Mungkin jarang, tapi tidak demikian jika teman-teman sempat menghabiskan cukup waktu bersama kaum intelek tadi. Karena apa? Yup, tepat. Karena untuk menjadi anggota kaum intelek, seseorang harus terdengar intelek dulu sebelumnya. Tapi untungnya, tidak harus terdengar masuk akal. Jadi, tenang saja, selama bisa mengingat satu dua kata intelek tadi, kita bebas kok memakainya, walaupun gak sepenuhnya tepat.

Atribut 5: Sebuah ramalan bahwa mahasiswa itu bisa membawa kesejahteraan bagi negara.

Dan sayangnya ramalan itu adalah sebuah ramalan belaka. Quick quiz: apakah Bill Gates lulus kuliah? Agak ekstrem sih kalo mengambil Bill Gates sebagai perumpamaan. Cuma, kira-kira begitu gambarannya. Menjadi sukses, terkenal, berjasa dan bermanfaat bagi banyak orang bukanlah sebuah kemewahan yang hanya bisa dinikmati oleh mahasiswa saja. Semua orang punya peluang.

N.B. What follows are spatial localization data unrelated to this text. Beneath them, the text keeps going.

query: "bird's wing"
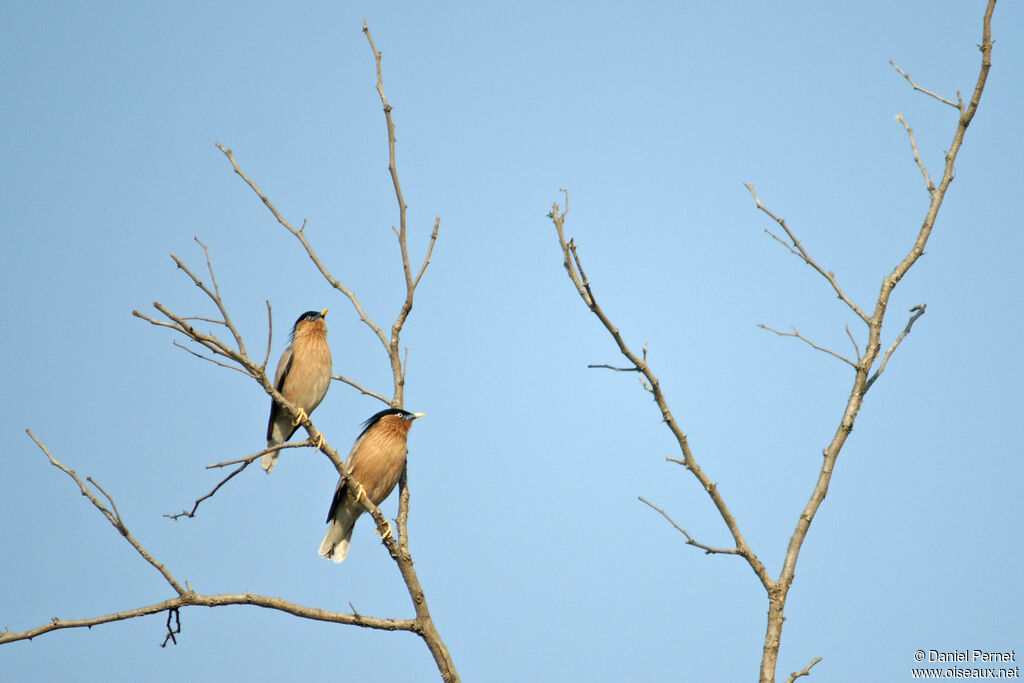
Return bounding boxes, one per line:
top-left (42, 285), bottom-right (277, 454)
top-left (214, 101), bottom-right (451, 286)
top-left (266, 346), bottom-right (295, 441)
top-left (325, 475), bottom-right (350, 523)
top-left (324, 433), bottom-right (368, 521)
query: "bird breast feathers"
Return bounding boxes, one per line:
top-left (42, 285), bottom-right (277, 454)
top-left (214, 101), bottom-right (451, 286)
top-left (347, 425), bottom-right (411, 503)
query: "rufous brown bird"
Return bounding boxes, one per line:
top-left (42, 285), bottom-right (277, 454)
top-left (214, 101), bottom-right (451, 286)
top-left (319, 408), bottom-right (425, 562)
top-left (263, 309), bottom-right (332, 473)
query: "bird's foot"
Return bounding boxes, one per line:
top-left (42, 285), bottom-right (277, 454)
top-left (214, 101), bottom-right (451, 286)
top-left (354, 484), bottom-right (368, 504)
top-left (291, 407), bottom-right (310, 427)
top-left (376, 520), bottom-right (393, 540)
top-left (311, 430), bottom-right (325, 450)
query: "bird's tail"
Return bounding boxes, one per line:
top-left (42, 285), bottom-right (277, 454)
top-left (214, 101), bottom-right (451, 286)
top-left (261, 439), bottom-right (280, 473)
top-left (319, 508), bottom-right (359, 563)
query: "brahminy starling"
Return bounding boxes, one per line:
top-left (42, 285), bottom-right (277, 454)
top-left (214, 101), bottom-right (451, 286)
top-left (319, 408), bottom-right (424, 562)
top-left (262, 309), bottom-right (332, 473)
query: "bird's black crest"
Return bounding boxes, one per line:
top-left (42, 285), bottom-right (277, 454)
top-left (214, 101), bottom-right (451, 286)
top-left (290, 310), bottom-right (325, 338)
top-left (357, 408), bottom-right (415, 439)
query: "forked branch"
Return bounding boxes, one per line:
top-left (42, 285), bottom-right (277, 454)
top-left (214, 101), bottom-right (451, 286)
top-left (552, 7), bottom-right (996, 683)
top-left (548, 193), bottom-right (772, 593)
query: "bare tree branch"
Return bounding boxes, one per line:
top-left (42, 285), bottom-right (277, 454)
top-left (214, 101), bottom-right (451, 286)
top-left (214, 142), bottom-right (390, 353)
top-left (548, 193), bottom-right (773, 595)
top-left (25, 430), bottom-right (187, 596)
top-left (362, 21), bottom-right (441, 410)
top-left (166, 443), bottom-right (312, 520)
top-left (551, 7), bottom-right (996, 682)
top-left (0, 591), bottom-right (416, 647)
top-left (15, 433), bottom-right (421, 642)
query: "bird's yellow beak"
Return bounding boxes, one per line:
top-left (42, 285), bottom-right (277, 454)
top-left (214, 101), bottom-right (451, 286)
top-left (412, 412), bottom-right (425, 418)
top-left (320, 309), bottom-right (329, 317)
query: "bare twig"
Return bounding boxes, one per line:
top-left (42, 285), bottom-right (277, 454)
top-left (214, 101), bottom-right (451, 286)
top-left (548, 194), bottom-right (773, 593)
top-left (865, 304), bottom-right (926, 391)
top-left (758, 324), bottom-right (858, 368)
top-left (86, 476), bottom-right (124, 528)
top-left (638, 497), bottom-right (742, 556)
top-left (786, 656), bottom-right (824, 683)
top-left (553, 9), bottom-right (996, 681)
top-left (890, 60), bottom-right (961, 110)
top-left (745, 184), bottom-right (870, 325)
top-left (214, 142), bottom-right (390, 353)
top-left (0, 591), bottom-right (416, 647)
top-left (845, 326), bottom-right (861, 363)
top-left (205, 442), bottom-right (306, 470)
top-left (166, 462), bottom-right (249, 520)
top-left (8, 432), bottom-right (417, 647)
top-left (896, 112), bottom-right (936, 194)
top-left (25, 430), bottom-right (187, 596)
top-left (333, 374), bottom-right (391, 404)
top-left (363, 21), bottom-right (441, 409)
top-left (171, 340), bottom-right (251, 376)
top-left (361, 23), bottom-right (456, 681)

Saya jadi tambah sinis dan curiga, jangan-jangan ramalan tersebut diciptakan oleh mahasiswa sendiri untuk menenangkan diri mereka bahwa apapun yang mereka kerjakan dan peroleh selama kuliah sudah pasti akan membawa mereka ke jalan kesuksesan dan perubahan revolusioner yang mereka dambakan.

—-

Yah, begitu kira-kira laporan pengamatan dan opini saya mengenai mahasiswa. Kenapa tulisan ini saya buat? Karena saya sudah cukup alergi dengan stereotype mahasiswa Indonesia yang penuh dengan karakteristik superfisial (dan dengan penggunaan frase karakteristik superfisial ini, saya secara resmi memiliki Atribut No. 4) yang begitu tinggi dan penuh *maaf* kemunafikan.

Jadi, masih berani bilang mahasiswa itu kaum intelek?